Seems odd. I’m new to profiling code, so thanks for bearing with me.
There are many possible explanations for this. Some examples. Different compilers are being used for sm_1x vs sm_2x/sm_3x, Open64 for sm_1x, NVVM (an LLVM-based compiler) for sm_2x and sm_3x. If this is single-precision code: sm_1x always uses flush-to-zero and approximate division, reciprocal, square root operations, while sm_2x/sm_3x by default provide denormal support and IEEE-rounded division, reciprocal, square root. These are slower. You can approximate sm_1x behavior by specifying -ftz=true -prec-sqrt=false -prec-div=false. If on a 64-bit platform: some optimizations on pointers that were valid for sm_1x since it was known that no sm_1x GPU has more than 4GB of memory are no longer applicable with sm_2x and higher that support GPUs with more than 4GB memory, leading to higher instruction count and increased register pressure.
In the nvcc.profile
TOP = $(HERE)/…
LD_LIBRARY_PATH += (TOP)/lib:(TOP)/extools/lib:
PATH += (TOP)/open64/bin:(TOP)/nvvm:$(HERE):
INCLUDES += “-I$(TOP)/include” “-I$(TOP)/include/cudart” $(SPACE)

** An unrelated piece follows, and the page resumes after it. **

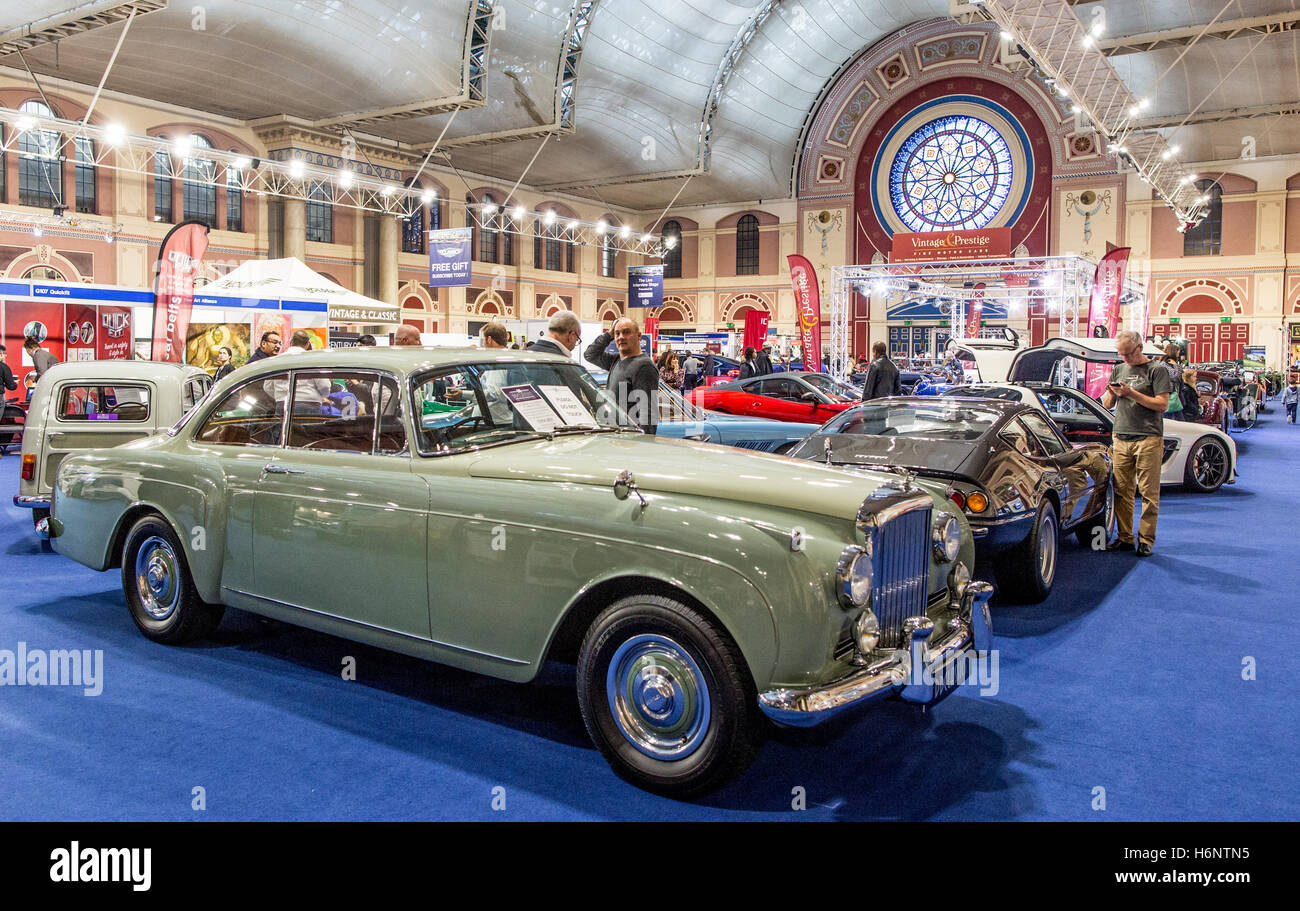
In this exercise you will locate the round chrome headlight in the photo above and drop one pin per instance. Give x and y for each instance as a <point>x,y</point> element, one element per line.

LIBRARIES =+ (_SPACE_) "-L(TOP)/lib$(TARGET_SIZE)" -lcudart
… I changed the phrase in INCLUDES line “-I$(TOP)/include/cudart” to “-I$(TOP)/include/crt”, to conform with the directory structure of CUDA 5.

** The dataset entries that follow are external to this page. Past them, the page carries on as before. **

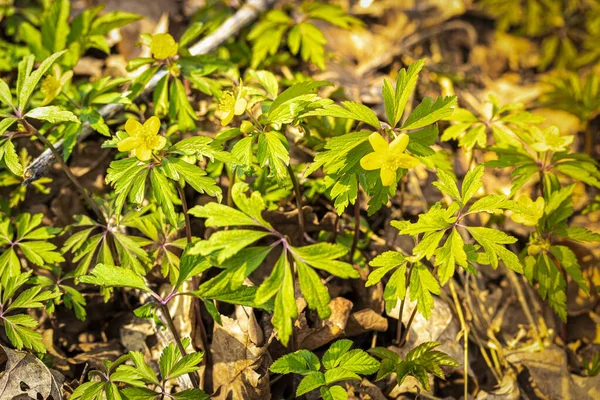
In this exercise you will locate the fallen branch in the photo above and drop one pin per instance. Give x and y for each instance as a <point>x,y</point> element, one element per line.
<point>245,15</point>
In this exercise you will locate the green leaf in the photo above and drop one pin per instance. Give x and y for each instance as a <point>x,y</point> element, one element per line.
<point>272,148</point>
<point>164,195</point>
<point>429,112</point>
<point>110,276</point>
<point>450,254</point>
<point>395,289</point>
<point>30,80</point>
<point>301,362</point>
<point>405,84</point>
<point>11,159</point>
<point>52,114</point>
<point>383,264</point>
<point>188,363</point>
<point>323,255</point>
<point>112,20</point>
<point>435,219</point>
<point>5,96</point>
<point>578,234</point>
<point>568,261</point>
<point>19,332</point>
<point>55,25</point>
<point>359,362</point>
<point>285,305</point>
<point>313,289</point>
<point>472,183</point>
<point>491,241</point>
<point>422,285</point>
<point>310,382</point>
<point>447,184</point>
<point>333,393</point>
<point>227,243</point>
<point>332,356</point>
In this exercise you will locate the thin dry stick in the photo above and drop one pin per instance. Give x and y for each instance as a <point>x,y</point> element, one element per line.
<point>34,132</point>
<point>465,330</point>
<point>399,331</point>
<point>195,282</point>
<point>244,16</point>
<point>356,225</point>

Can you try creating as new project in Nsight using the “CUDA Runtime Project” template (use File->New>CUDA C/C++ Project). Try building and profiling that.
One possibility is explained in the “Profiler User’s Guide” which will be released soon (but is not in the preview release):
To reduce profiling overhead, the profiling tools collect and
record profile information into internal buffers. These buffers are then flushed asynchronously to disk with low priority to avoid perturbing application behavior. To avoid losing profile information that has not yet been flushed, the application being profiled should call either cudaDeviceReset() before exiting. Doing so forces all buffer profile information to be flushed.
With the preview release I would also add cudaDeviceSynchronize() before the cudaDeviceReset() call.